RISC-V CPU

"RISC-V" is the specification of the instruction-set defined by RISC-V International originating from UC Berkeley.

RISC-V's core instruction-set is quite reduced and completely refined. It has only those instructions that are essential, banishing all others to extensions.

This author has written assembly language for various microprocessors (6502, 80x86, PowerPC, ARM, etc) plus familiar with others such as Z-80, 68000, MIPS, etc. Once upon a time believed 68000 was the most elegant -- until advent of RISC-V. None of those were anywhere near to being as elegant, refined, logical, sensible, no-nonsense as RISC-V.


RISC-V extensions

First, since RISC-V standard extensions are optional, criticisms of them here are nullified. Proceeding anyway...

Subconscious mind of every computer architect thinks ultimate goal is for hardware to run an entire software program in one mega-complex instruction:

.text
.align 1048576
FIREFOXBROWSER   R1, R2, R3, R4, ..................................., R262144

The temptation of CISC is irresistible...
...it always starts with thinking...
...if this instruction can do just one more operation...

Because of this temptation, RISC-V standard extensions are becoming a junk-yard for various experiments in CISC.

This author has criticized SIMD instructions. So have designers of RISC-V themselves. Yet SIMD standard extension is planned.

J extension for accelerating Java/JavaScript is precisely the sort of junk to keep out. Java is an extinct language from a dead patent troll, discredited years ago. JavaScript will still be slowed by many other factors (network, server load, etc). Probably this extension was intended for other interpreted languages also, but any RISC CPU should be fast enough. FORTH threaded-code ran fast enough on 1Mhz 6502 to be an alternative to writing assembly language.


future of RISC-V

[2021/06]

This author predicts RISC-V very-very-very probably will supersede 80x86 and ARM. Its open-license should spark a competitive RISC-V CPU market. RISC-V probably will be the "industry-standard" CPU, similar to "IBM PC compatible", except Intel and ARM will be relegated instead of IBM (anyone remember IBM?).

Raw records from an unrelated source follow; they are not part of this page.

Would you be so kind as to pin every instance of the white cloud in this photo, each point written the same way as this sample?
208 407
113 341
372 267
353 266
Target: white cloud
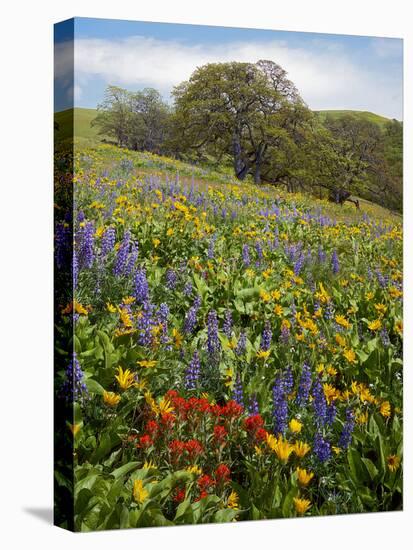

Which design would be easier to build?
  ~300 pages : documentation of RISC-V core instructions
~2,700 pages : documentation of ARMv7 ArchRefMan
~5,100 pages : documentation of Intel 80x86 [2021/04]
~7,500 pages : documentation of ARMv8 ArchRefMan (only Lt Cmdr Data could read it all)

Much faster out-of-order implementations can be created with RISC-V. Most RISC-V core instructions do only one operation, which will simplify out-of-order execution (achieved with great complexity in 80686). Many 80x86 instructions compute FLAGS/CC in case followed by a conditional jump, but often no jump is present, so now the frequent effect of FLAGS/CC is creating dependencies across instructions, complicating out-of-order execution. FLAGS/CC wastes transistors, a PowerPC generation had a "wide" integer unit, only that one could compute FLAGS/CC. RISC-V solves all these problems by eliminating FLAGS/CC register, instead, RISC-V has compare-and-branch instructions.

And more energy-efficient implementations can be created with RISC-V. ARM's decoder has probably grown more complex than 80x86, since ARM's rate of whimsically creating/bloating/deprecating instruction-sets has surpassed 80x86.